New calculations suggest the Universe could be significantly younger than initially estimated. The latest study Universe has even shaved hundreds of millions of years from two other cosmic calculations published this year. The enormous swings in scientists’ estimates reflect different approaches to the problem of understanding the universe’s real age. Dr Inh Jee, of the Max Planck Institute lead author of the study, said: “We have large uncertainty for how the stars are moving in the galaxy.”
Scientists track the movement of stars to measure how fast it is expanding, to calculate the age of the cosmos. If the Universe is expanding faster, it reached its current size quicker and therefore must be relatively younger. The expansion rate is called the Hubble constant and is one of the most important numbers in astrophysics. A larger Hubble Constant makes for a quicker – and younger – Universe. The Universe’s generally accepted age is 13.7 billion years, based on a Hubble Constant of 70. Dr Jee’s team, however, arrived at a Hubble Constant of 82.4, putting the age of the cosmos at approximately 11.4 billion years.
Dr Jee used gravitational lensing, where gravity warps light and makes distant objects appear closer. They rely on a special type of that effect called time delay lensing, using the changing brightness of distant objects to gather data for their calculations. But this approach is only one of other emerging ones that have led to an array of estimates in recent years. This has reopened the simmering astronomical argument of the 1990s that had been seemingly settled. In 2013, a team of European scientists looked at leftover radiation from the Big Bang and pronounced the expansion rate a slower 67.

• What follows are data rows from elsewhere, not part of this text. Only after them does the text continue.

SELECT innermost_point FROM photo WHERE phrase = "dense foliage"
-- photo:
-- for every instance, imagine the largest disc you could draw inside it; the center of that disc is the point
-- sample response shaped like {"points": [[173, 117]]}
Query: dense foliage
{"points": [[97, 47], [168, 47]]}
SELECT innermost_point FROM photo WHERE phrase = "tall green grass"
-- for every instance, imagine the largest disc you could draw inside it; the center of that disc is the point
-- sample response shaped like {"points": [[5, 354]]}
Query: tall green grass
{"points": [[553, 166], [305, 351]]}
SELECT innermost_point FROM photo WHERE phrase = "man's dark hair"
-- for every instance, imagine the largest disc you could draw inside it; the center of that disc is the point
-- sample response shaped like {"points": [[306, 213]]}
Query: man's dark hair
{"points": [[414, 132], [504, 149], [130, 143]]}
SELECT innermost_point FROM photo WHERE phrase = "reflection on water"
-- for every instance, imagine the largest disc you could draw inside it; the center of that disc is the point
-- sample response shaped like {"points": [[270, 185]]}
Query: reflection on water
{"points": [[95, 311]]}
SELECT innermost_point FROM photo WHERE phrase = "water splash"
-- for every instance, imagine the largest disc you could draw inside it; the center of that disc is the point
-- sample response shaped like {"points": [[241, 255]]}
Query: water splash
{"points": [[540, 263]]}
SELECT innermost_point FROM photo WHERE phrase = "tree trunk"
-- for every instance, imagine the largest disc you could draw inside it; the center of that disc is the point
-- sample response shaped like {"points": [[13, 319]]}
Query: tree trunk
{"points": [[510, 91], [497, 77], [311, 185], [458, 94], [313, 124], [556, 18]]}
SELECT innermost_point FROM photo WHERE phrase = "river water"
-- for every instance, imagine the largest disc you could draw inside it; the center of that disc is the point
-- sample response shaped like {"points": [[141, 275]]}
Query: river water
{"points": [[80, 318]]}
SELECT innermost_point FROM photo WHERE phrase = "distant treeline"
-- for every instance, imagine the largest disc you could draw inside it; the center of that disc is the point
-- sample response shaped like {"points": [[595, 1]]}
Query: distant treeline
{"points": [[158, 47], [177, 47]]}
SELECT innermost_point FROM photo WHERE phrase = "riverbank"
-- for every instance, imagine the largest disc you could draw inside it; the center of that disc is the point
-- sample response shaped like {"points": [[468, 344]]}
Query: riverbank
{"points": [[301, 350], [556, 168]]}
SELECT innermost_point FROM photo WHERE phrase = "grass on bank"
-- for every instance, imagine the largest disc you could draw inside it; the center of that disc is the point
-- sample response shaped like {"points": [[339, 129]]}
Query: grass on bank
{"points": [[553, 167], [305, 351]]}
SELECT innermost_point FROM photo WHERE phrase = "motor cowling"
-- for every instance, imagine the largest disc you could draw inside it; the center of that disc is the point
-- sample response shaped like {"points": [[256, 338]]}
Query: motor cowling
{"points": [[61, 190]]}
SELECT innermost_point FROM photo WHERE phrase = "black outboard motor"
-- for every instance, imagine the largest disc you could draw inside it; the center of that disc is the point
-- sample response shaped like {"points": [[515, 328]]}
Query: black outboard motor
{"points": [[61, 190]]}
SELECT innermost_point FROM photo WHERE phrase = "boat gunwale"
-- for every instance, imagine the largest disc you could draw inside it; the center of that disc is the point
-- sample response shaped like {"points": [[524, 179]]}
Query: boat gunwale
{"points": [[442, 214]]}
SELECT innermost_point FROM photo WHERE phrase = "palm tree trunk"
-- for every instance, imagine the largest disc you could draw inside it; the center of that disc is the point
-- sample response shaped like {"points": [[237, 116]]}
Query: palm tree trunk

And earlier this year Nobel Prize winning astrophysicist Adam Riess of the Space Telescope Science Institute used NASA’s super telescope and came up with a number of 74. Another team, meanwhile came up with 73.3 earlier this year. Dr Jee and outside experts had big caveats for her number. She used only two gravitational lenses, which were all that were available, and so her margin of error is so large that it is still possible the Universe could be older than calculated, not dramatically younger.
Harvard astronomer Professor Avi Loeb, who wasn’t part of the study, said it an interesting and unique way to calculate the universe’s expansion rate, but the large error margins limits its effectiveness until more information can be gathered. Professor Loeb said: “It is difficult to be certain of your conclusions if you use a ruler that you don’t fully understand.”